D B Wall dbwall at mac.com
Thu Apr 10 16:39:21 EDT 2008


Hi all,

I recently had dinner with two top execs in the media business when the topic of ARGs came up. Long story short: in follow-up to the dinner, I wanted to give them more information about what ARGs are, how they work and some examples. It's 11pm. I'm in my office. I want to go home. I figured it would be easy to dig up a few links, copy-paste some text from Wiki or the SIG site and be on my way. Then I ran into a problem and I thought I'd share it with the SIG.

I have a receptive audience, very creative, very supportive of new ways to engage and entertain people. They have deep pockets, and some very specific needs which an ARG could fulfill. These are exactly the kind of people (I would think) you would want to get interested in what you do. But..

These are 50+ yr old men, who have made their careers by being LOUD and BOLD, and crafting content for the masses of masses. They understand marketing and hyperpromotion. They're having a hard time understanding the subtle, stealthy, viral and social nature of an ARG and how that could possibly translate into ... consumer behavior, audience awareness, revenue ... it takes convincing them, especially when almost every element of an ARG runs counter to what they know.

And they have the attention span of a gnat. As one of their colleagues told me, if you can't tell me why it's a good idea in less than 30 seconds, it's not a good idea. Further, I'd want them to talk about it with other execs, particularly advertising execs, who have the attention span of half a gnat. So the message has to be simple, clear and concise and at the same time compelling and memorable.

Wikipedia's entry (http://en.wikipedia.org/wiki/Alternate_reality_game) is over 7,000 words long and reads as though its audience is you, not middle-aged media execs. I needed something shorter and simpler.

At the SIG site (http://www.igda.org/arg/whatisanarg.html), I found... well, again, something geared towards you, not the mainstream folks I want to convert. Between the navigation and the language used, there are already two barriers to entry. They're lost at "orthogonal perspective" and gone by "subsume." The concept is high-brow enough. No need to escalate that perception to elitist through word choice.

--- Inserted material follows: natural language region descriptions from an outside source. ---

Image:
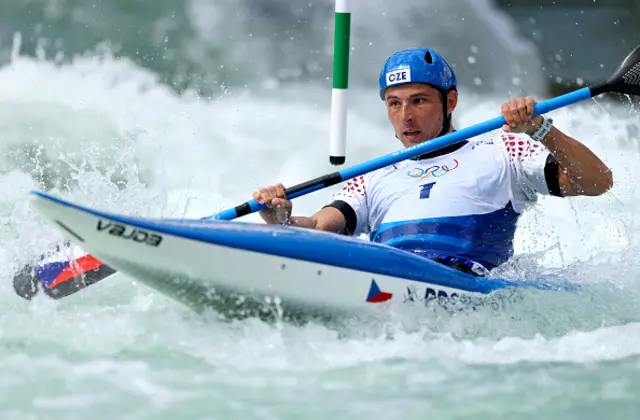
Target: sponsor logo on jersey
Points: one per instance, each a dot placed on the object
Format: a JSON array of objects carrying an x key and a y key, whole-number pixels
[
  {"x": 398, "y": 76},
  {"x": 434, "y": 171}
]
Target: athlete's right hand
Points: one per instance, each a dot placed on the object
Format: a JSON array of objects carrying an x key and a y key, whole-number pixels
[{"x": 278, "y": 209}]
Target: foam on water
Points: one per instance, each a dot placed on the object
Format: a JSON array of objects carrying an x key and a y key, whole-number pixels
[{"x": 103, "y": 132}]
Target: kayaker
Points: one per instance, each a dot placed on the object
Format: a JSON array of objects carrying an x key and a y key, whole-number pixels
[{"x": 459, "y": 205}]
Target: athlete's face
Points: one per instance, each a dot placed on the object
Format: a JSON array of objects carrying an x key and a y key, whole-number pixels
[{"x": 415, "y": 111}]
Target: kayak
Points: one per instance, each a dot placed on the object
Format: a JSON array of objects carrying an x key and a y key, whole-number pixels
[{"x": 223, "y": 264}]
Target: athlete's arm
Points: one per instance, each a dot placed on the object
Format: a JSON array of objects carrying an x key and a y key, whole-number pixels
[
  {"x": 329, "y": 219},
  {"x": 580, "y": 171},
  {"x": 279, "y": 209}
]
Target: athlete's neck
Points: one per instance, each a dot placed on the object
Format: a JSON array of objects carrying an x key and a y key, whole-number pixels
[{"x": 443, "y": 151}]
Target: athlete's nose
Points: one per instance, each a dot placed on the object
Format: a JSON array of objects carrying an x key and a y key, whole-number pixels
[{"x": 407, "y": 113}]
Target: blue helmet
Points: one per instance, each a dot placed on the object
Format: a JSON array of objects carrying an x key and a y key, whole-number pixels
[{"x": 417, "y": 65}]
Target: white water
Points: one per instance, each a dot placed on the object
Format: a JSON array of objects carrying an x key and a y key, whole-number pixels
[{"x": 121, "y": 349}]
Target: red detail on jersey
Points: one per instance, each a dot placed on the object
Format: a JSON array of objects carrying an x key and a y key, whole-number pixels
[{"x": 355, "y": 185}]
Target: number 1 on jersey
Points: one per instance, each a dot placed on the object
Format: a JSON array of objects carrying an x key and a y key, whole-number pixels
[{"x": 425, "y": 190}]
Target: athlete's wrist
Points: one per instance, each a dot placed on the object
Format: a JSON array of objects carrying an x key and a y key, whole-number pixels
[{"x": 541, "y": 128}]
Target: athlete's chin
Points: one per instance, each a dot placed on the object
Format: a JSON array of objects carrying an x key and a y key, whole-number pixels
[{"x": 408, "y": 141}]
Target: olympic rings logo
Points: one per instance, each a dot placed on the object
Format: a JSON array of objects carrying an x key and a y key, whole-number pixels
[{"x": 436, "y": 171}]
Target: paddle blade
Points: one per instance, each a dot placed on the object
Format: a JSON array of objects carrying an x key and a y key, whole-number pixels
[
  {"x": 626, "y": 78},
  {"x": 60, "y": 279}
]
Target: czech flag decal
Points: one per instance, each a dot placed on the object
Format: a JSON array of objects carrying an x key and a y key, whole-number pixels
[{"x": 377, "y": 296}]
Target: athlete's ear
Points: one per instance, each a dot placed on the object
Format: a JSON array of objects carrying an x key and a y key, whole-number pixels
[{"x": 452, "y": 100}]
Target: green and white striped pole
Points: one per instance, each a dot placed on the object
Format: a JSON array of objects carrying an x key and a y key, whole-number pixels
[{"x": 342, "y": 33}]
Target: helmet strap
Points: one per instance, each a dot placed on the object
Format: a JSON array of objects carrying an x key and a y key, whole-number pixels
[{"x": 446, "y": 116}]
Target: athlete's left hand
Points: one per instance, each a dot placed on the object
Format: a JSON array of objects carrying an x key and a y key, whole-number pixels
[{"x": 518, "y": 113}]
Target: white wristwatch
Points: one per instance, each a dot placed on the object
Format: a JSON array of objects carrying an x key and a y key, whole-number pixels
[{"x": 543, "y": 130}]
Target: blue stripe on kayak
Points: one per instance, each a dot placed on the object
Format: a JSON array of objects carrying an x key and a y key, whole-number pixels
[
  {"x": 484, "y": 238},
  {"x": 319, "y": 247}
]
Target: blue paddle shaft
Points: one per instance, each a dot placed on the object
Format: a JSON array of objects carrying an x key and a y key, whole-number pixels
[{"x": 410, "y": 152}]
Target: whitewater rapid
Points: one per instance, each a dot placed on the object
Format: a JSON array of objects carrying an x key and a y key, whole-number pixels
[{"x": 106, "y": 133}]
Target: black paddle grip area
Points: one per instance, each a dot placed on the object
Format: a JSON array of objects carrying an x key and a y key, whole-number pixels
[{"x": 325, "y": 181}]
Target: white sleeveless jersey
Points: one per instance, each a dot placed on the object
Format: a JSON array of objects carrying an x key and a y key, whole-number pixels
[{"x": 462, "y": 204}]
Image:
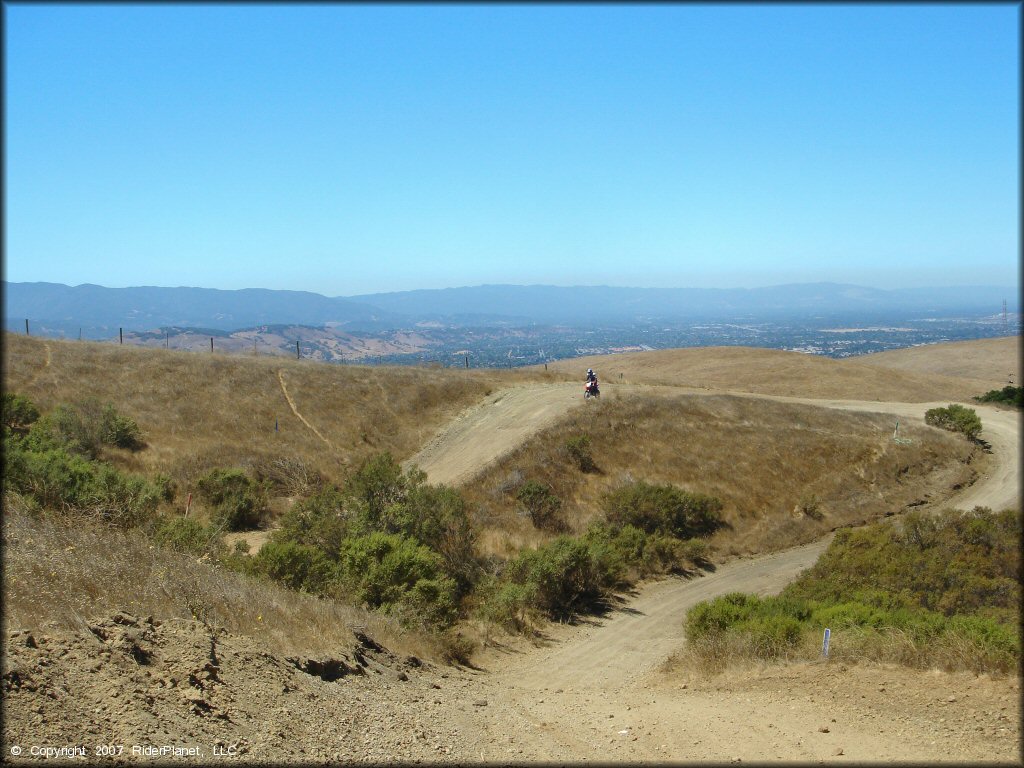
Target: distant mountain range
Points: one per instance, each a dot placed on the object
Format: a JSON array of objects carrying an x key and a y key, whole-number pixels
[{"x": 99, "y": 311}]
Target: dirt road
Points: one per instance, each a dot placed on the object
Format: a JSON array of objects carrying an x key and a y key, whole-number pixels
[
  {"x": 598, "y": 691},
  {"x": 506, "y": 419}
]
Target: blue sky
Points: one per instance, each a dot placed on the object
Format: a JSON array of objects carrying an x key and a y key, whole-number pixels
[{"x": 358, "y": 148}]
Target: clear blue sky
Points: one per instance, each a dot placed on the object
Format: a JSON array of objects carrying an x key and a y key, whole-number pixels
[{"x": 356, "y": 148}]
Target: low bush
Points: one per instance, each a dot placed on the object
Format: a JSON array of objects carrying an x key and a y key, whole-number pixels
[
  {"x": 239, "y": 502},
  {"x": 542, "y": 505},
  {"x": 580, "y": 453},
  {"x": 18, "y": 412},
  {"x": 561, "y": 577},
  {"x": 954, "y": 418},
  {"x": 400, "y": 577},
  {"x": 84, "y": 429},
  {"x": 188, "y": 536},
  {"x": 298, "y": 566},
  {"x": 930, "y": 591},
  {"x": 320, "y": 520},
  {"x": 663, "y": 509},
  {"x": 69, "y": 482}
]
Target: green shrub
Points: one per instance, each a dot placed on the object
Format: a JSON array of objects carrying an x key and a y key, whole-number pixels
[
  {"x": 1009, "y": 395},
  {"x": 320, "y": 520},
  {"x": 378, "y": 489},
  {"x": 119, "y": 430},
  {"x": 562, "y": 577},
  {"x": 542, "y": 505},
  {"x": 298, "y": 566},
  {"x": 663, "y": 509},
  {"x": 580, "y": 452},
  {"x": 239, "y": 503},
  {"x": 18, "y": 412},
  {"x": 69, "y": 482},
  {"x": 955, "y": 418},
  {"x": 186, "y": 535},
  {"x": 84, "y": 429},
  {"x": 928, "y": 591},
  {"x": 400, "y": 577},
  {"x": 436, "y": 516}
]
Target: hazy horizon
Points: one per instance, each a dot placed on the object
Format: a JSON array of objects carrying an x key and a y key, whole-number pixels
[{"x": 352, "y": 150}]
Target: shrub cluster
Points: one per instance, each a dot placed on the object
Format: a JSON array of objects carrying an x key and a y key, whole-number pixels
[
  {"x": 955, "y": 418},
  {"x": 239, "y": 502},
  {"x": 53, "y": 464},
  {"x": 580, "y": 452},
  {"x": 931, "y": 591},
  {"x": 663, "y": 509},
  {"x": 542, "y": 505},
  {"x": 18, "y": 412},
  {"x": 385, "y": 540},
  {"x": 84, "y": 429}
]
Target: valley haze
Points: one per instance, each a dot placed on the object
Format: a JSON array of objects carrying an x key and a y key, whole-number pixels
[{"x": 506, "y": 326}]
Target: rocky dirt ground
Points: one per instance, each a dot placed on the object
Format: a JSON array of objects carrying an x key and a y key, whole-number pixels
[
  {"x": 601, "y": 691},
  {"x": 135, "y": 685}
]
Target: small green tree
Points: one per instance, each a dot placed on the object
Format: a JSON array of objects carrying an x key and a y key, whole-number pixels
[
  {"x": 663, "y": 509},
  {"x": 18, "y": 412},
  {"x": 239, "y": 503}
]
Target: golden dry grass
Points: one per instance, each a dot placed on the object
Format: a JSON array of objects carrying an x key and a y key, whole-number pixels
[
  {"x": 986, "y": 364},
  {"x": 67, "y": 572},
  {"x": 200, "y": 411},
  {"x": 776, "y": 372},
  {"x": 786, "y": 473}
]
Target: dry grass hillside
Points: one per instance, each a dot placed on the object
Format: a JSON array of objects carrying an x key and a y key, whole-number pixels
[
  {"x": 786, "y": 473},
  {"x": 199, "y": 412},
  {"x": 780, "y": 373},
  {"x": 987, "y": 364}
]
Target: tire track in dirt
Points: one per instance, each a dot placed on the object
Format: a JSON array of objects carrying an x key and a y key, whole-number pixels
[
  {"x": 483, "y": 433},
  {"x": 291, "y": 404},
  {"x": 596, "y": 690}
]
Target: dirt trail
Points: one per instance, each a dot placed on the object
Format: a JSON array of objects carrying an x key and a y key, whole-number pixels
[
  {"x": 300, "y": 417},
  {"x": 484, "y": 432},
  {"x": 505, "y": 420},
  {"x": 597, "y": 691}
]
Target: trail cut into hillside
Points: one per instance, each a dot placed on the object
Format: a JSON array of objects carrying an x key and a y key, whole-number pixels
[
  {"x": 483, "y": 432},
  {"x": 506, "y": 419}
]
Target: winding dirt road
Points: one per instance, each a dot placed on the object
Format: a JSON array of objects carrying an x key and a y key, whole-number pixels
[{"x": 597, "y": 690}]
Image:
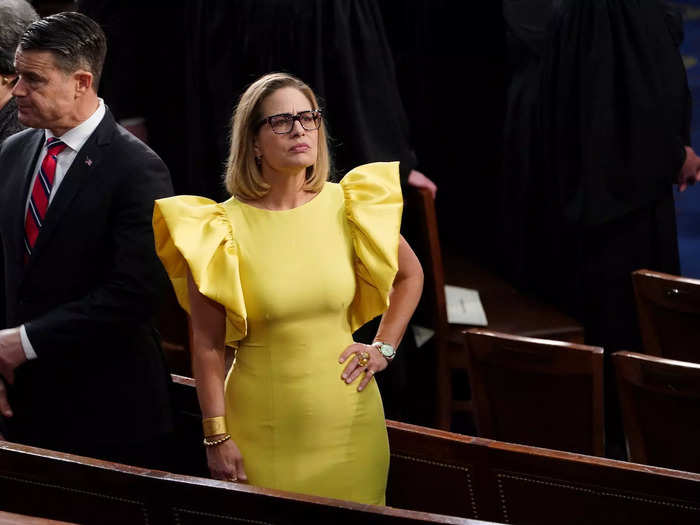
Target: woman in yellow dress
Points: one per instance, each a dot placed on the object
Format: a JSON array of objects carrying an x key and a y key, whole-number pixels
[{"x": 285, "y": 270}]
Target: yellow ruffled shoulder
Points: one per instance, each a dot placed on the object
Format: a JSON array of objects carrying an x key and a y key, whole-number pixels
[
  {"x": 373, "y": 205},
  {"x": 196, "y": 233}
]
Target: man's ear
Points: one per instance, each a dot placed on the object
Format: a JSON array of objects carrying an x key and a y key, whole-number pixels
[{"x": 83, "y": 81}]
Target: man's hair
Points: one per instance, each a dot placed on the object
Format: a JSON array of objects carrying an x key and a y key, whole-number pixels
[
  {"x": 75, "y": 40},
  {"x": 15, "y": 16}
]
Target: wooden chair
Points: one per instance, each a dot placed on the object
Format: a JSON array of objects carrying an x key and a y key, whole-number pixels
[
  {"x": 660, "y": 401},
  {"x": 537, "y": 392},
  {"x": 668, "y": 307},
  {"x": 433, "y": 470},
  {"x": 71, "y": 488},
  {"x": 506, "y": 309}
]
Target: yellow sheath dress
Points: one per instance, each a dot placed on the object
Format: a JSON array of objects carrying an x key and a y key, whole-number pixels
[{"x": 296, "y": 284}]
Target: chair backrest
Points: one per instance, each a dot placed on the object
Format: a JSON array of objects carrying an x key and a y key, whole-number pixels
[
  {"x": 660, "y": 400},
  {"x": 668, "y": 307},
  {"x": 536, "y": 392}
]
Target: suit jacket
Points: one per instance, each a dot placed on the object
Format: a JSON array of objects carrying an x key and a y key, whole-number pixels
[{"x": 87, "y": 294}]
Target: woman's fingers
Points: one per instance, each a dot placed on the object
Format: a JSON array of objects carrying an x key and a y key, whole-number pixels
[
  {"x": 369, "y": 374},
  {"x": 242, "y": 476},
  {"x": 353, "y": 375}
]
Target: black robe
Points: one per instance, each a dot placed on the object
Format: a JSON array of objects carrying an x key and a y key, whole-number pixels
[
  {"x": 598, "y": 116},
  {"x": 338, "y": 47}
]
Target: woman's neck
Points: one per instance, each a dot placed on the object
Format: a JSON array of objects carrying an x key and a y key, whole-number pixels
[{"x": 286, "y": 191}]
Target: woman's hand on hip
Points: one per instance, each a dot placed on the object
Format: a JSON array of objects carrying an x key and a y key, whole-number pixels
[
  {"x": 365, "y": 360},
  {"x": 226, "y": 462}
]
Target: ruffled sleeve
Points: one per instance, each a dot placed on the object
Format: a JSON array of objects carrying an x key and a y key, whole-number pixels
[
  {"x": 195, "y": 232},
  {"x": 373, "y": 205}
]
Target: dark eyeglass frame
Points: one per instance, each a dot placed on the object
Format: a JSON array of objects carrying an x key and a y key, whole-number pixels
[{"x": 315, "y": 112}]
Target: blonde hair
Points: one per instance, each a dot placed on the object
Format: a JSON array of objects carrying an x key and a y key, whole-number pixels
[{"x": 243, "y": 177}]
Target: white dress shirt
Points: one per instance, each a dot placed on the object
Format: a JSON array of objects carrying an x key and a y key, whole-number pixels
[{"x": 74, "y": 138}]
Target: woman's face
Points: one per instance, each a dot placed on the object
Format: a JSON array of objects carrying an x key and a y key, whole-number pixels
[{"x": 288, "y": 152}]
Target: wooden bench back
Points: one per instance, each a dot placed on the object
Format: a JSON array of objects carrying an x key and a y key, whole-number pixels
[
  {"x": 536, "y": 392},
  {"x": 660, "y": 401},
  {"x": 70, "y": 488},
  {"x": 502, "y": 482},
  {"x": 668, "y": 307}
]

I ended up writing something from scratch, and asking Wendy to write something to post on her site for linking to as validation (http://en.wikipedia.org/wiki/Alternate_reality_game). I was also lucky that these people have a music industry background. I referred them to Wired's story about the NIN ARG, and now they (sort of) get it.

So... just as a suggestion to the SIG, for better traction with mainstream media, I'd take a second look at what information is available and how it's written, simplify the message and stop splitting hairs over what defines an ARG (no one outside of these circles care and it makes it look like the field doesn't have its shit together). If you know of anything that fits this bill, please point me at it?